Times with Alice are looked upon more fondly. "He's great, a total gentleman, a class act." So why would Alice call Derek a born rock star? "You'd have to ask him that," Derek demurs with a laugh. "I guess it's just the spirit, you know? You either love and live for the art form or you don't. And I also live for the lifestyle as much as I can (laughs)."
Lifestyle may be something that aided and abetted Derek's split with Dream Theater. They were a band of family guys on the east coast. Derek was a high-fashion single beast of the west. But above all, it was the music. "I wanted to play some real progressive rock, to really stretch out, and I wanted to work the band eleven months out of the year, not six or whatever. So when it was time to leave, I had no time to reflect. I was hot into my solo album and in particular, really for the first time in a long time, exploring the limits of this kind of music. My experience with Dream Theater has been incredible.
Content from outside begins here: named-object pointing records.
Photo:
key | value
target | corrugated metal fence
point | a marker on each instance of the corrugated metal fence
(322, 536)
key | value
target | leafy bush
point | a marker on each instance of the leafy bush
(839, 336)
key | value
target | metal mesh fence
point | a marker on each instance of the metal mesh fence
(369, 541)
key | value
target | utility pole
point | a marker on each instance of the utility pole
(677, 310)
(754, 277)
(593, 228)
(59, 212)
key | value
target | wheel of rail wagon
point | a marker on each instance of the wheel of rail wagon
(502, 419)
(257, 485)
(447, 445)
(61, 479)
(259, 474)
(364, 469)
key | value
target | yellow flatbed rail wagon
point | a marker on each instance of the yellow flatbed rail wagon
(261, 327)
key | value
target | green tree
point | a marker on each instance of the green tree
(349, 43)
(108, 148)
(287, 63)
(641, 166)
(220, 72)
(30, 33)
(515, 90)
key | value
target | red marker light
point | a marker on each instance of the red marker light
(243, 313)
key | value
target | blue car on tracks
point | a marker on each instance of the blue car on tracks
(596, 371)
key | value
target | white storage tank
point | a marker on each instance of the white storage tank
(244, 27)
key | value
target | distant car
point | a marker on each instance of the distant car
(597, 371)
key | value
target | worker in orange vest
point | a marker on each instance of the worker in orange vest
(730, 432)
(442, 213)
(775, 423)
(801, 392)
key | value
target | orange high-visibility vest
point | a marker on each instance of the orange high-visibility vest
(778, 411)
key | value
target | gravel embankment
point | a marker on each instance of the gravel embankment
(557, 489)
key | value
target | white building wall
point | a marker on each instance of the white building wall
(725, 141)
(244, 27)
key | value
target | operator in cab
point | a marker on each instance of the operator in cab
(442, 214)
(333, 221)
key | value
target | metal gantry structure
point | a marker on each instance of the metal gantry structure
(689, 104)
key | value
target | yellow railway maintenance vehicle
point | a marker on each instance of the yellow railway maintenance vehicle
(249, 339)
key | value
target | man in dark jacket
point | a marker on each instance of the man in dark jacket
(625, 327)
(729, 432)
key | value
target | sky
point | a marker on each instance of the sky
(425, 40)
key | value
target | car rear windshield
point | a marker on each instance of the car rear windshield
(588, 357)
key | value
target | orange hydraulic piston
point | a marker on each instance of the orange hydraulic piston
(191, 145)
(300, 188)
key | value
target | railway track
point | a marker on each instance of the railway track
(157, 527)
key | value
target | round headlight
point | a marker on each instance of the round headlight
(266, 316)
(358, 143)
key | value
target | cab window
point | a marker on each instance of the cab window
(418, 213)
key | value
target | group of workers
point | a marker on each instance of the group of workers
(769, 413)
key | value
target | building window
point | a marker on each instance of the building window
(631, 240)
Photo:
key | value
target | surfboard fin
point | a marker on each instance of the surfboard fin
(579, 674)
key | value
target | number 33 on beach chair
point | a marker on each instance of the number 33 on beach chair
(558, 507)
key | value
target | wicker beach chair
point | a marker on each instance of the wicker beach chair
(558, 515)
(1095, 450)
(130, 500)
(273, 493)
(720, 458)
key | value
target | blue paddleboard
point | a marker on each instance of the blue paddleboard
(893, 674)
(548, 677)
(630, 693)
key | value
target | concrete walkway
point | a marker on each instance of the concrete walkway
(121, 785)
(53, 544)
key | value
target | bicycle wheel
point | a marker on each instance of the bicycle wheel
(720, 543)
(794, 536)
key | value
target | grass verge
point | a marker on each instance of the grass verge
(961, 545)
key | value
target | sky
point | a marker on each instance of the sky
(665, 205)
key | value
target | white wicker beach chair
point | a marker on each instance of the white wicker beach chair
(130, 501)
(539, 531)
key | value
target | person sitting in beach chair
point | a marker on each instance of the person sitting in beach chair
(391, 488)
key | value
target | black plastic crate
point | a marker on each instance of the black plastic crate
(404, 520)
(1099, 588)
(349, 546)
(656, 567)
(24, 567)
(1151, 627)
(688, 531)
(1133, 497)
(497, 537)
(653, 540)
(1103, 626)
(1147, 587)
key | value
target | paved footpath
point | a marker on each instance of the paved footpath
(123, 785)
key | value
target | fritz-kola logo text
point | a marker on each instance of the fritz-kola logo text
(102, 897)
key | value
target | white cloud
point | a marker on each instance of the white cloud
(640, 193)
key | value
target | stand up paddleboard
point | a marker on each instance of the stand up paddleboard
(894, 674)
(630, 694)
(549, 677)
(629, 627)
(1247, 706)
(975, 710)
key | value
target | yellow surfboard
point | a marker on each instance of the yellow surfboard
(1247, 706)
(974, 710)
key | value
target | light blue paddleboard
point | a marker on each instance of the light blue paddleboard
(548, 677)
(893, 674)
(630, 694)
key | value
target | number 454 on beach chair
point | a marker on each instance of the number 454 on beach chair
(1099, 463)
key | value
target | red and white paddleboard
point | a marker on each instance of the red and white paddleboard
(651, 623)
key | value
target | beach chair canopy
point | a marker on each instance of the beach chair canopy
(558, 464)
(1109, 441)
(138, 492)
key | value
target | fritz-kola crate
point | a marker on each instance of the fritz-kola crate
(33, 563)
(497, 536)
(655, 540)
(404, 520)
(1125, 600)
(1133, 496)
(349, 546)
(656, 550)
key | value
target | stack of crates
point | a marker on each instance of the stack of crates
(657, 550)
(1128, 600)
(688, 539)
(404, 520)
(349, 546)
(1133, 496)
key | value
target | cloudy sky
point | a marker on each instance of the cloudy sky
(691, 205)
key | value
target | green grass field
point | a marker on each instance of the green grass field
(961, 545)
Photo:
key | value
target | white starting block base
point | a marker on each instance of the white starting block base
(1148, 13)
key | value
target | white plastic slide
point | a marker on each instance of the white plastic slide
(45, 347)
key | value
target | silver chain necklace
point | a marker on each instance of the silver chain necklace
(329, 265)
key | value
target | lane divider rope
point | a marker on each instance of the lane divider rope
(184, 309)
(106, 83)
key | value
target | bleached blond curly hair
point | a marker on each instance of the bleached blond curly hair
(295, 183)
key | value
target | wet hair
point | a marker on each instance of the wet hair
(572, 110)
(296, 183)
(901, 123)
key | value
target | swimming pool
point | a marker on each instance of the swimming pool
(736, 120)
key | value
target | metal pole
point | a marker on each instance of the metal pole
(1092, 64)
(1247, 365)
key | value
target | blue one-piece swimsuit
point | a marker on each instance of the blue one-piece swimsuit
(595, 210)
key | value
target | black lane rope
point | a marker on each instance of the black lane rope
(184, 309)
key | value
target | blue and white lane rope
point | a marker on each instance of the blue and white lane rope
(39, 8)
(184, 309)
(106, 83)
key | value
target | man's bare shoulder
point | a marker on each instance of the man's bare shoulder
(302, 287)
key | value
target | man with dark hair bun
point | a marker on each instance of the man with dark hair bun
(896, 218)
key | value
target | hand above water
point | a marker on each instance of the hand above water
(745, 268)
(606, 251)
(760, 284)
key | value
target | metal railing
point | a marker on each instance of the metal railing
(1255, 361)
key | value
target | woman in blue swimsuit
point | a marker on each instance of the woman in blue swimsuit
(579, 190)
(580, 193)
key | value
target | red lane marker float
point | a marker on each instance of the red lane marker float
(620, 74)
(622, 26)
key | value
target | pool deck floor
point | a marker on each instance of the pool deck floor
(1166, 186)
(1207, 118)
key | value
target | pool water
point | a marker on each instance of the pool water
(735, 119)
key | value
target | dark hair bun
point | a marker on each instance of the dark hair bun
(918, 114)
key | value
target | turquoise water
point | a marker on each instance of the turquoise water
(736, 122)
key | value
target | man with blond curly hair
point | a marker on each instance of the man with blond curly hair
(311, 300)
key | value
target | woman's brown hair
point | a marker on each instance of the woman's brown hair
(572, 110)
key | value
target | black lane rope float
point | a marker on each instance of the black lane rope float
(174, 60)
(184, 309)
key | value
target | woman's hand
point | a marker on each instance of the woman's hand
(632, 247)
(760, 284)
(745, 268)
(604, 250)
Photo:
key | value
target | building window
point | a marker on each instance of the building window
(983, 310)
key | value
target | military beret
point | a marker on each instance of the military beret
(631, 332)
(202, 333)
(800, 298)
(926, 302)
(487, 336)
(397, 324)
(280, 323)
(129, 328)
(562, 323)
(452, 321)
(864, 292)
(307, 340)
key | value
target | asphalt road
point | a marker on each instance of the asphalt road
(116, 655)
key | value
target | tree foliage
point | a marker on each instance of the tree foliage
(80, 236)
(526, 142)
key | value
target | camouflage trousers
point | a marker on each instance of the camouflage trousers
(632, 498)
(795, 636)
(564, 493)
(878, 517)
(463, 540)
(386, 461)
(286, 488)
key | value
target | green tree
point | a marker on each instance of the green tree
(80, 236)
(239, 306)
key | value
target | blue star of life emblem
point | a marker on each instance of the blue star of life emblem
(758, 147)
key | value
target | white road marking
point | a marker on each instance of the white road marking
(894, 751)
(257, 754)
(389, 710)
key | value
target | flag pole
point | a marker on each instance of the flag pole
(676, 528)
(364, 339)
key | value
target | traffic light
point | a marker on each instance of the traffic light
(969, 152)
It's been a great stepping stone for me, and I was anxious to apply the experience I got in that band to Planet X."
Which brings us to the jumpy, gravity-defying celebration of sound called Planet X. When you first spin Planet X, you might be a bit surprised at how hard-hitting and rhythmic the record really is. There's a reason. "Planet X was written primarily by myself and Virgil Donati, our drummer," explains Derek. "Virgil is from Australia and he's setting the drum world on fire. He had only been on a couple of Australian albums, and that's one of the reasons I went with Virgil, because he wasn't on a lot of albums already. I wanted to surprise everybody and capture his fire for the first time on this record."
"The whole process was nice, because with Dream Theater, I was working with a band that had pre-existed for ten years. There's a certain way the creative process flows. With Planet X, I actually had control to shape the music and the sounds how I saw fit, and that was very gratifying. It's the first time that I was ever in that position. I guess I'd describe the finished product as progressive fusion rock with a '70s feel but with new sounds. I would say it's a cross between Bruford, U.K. and Jeff Beck. And sure, maybe a little Steve Vai."
But Derek can't overstate the Virgil factor. "Rhythmically speaking, this album really goes beyond the usual progressive rock, beyond the typical 5/4 or 7/4 odd time signatures that you hear from a lot of progressive bands. Virgil is nothing short of a rhythmical genius, really pushing me in directions rhythmically that I've never been before. He also plays keyboards, and harmonically, he has a weird way of voicing chords, often in a way I would never think of. He'll show me a set of changes, and then I'll take his changes and kind of tweak them into my style, mixing his style with my style, and then move some of the chords around. And what results is a very unique blend. And we like it enough that we want to establish a band around it. Virgil was awesome. I want to make a lot of music with him in the future."
Joining Derek and Virgil are bassist Tony Franklin and guitarist Brett Garsed. Tony is one of the greats, having played with John Sykes in Blue Murder and Jimmy Page in The Firm. Of Brett, Derek offers the following: "Brett's a session guy who has played with everybody from Olivia Newton John to the Nelson Brothers. But he's a fusion player at heart, and almost immediately after I jammed with him, I fell in love with his style. The other cool thing is that he and the other guys are right here in California, which goes a long way toward making this the real band we want it to be." Construction of Planet X proceeded at a comfortably Californian pace. "We worked hard but not too hard," laughs Derek. "We did it in this little dingy rehearsal space in North Hollywood. Virgil and I went in and played like five days a week, four hours a day, for eight weeks, and just kept tweaking and shaping the material. Once we did the drums, we brought the tapes up to my house, went into The Leopard Room, my studio in the Hollywood Hills, finished it, went down and did the tracking and that was it."
The end result is a truly inspiring return to progressive rock values, with an exotic, new agey twist that is a combination of Derek's chosen weapon, and the flash personality Derek has come to be. And the entire wardrobe spills out on the record's very first track, an eighteen minute whopper called 'Atlantis Suite'. "It's a three-part trilogy," explains Derek. "The middle section was a progression that I had been toying with for the last year. But we put that in after we wrote the first part, 'Apocalypse' which is one of the first things that Virgil and I worked out. I just told Virgil 'I want you to play the sickest drum beats that you can, and I'm going to write notes around it' (laughs)."
Other highlights include 'State Of Delirium', which again finds Derek stepping outside keyboard talk into the world of the total rock experience. "That's a really cool song. The main keyboard part reminds me of Joe Perry on slide guitar, jamming with Black Sabbath. And then the b-section reminds me of 'Kashmir'." Much of the rest, Derek sees in terms of Jeff Beck, specifically records like There And Back, whereas 'Money Shot' harkens back to his days of cheap sunglasses and hot cars. "Again, that one's influenced very much by Van Halen, living in Southern California, summertime, the girls."
One can pretty much figure that when Derek set this record to its spinning space theme, his thoughts and emotions had more to do with shooting stars, quantum energy and inhuman speeds than any peaceful night-time metaphors about the great unknown. One can picture four buddies hurtling through a starlit void, with no idea where they are going, but well equipped with the flare, flame and firepower to get there in quick, dramatic fashion. Planet X just might be this destination, or it might merely be a state of mind where anything is possible. Whatever your take on the skillful sonics that is this band's Star Wars soundtrack, you will undoubtedly be refreshed by the G-forces and blinded by the sunspots along the way. Captain Derek will guarantee it.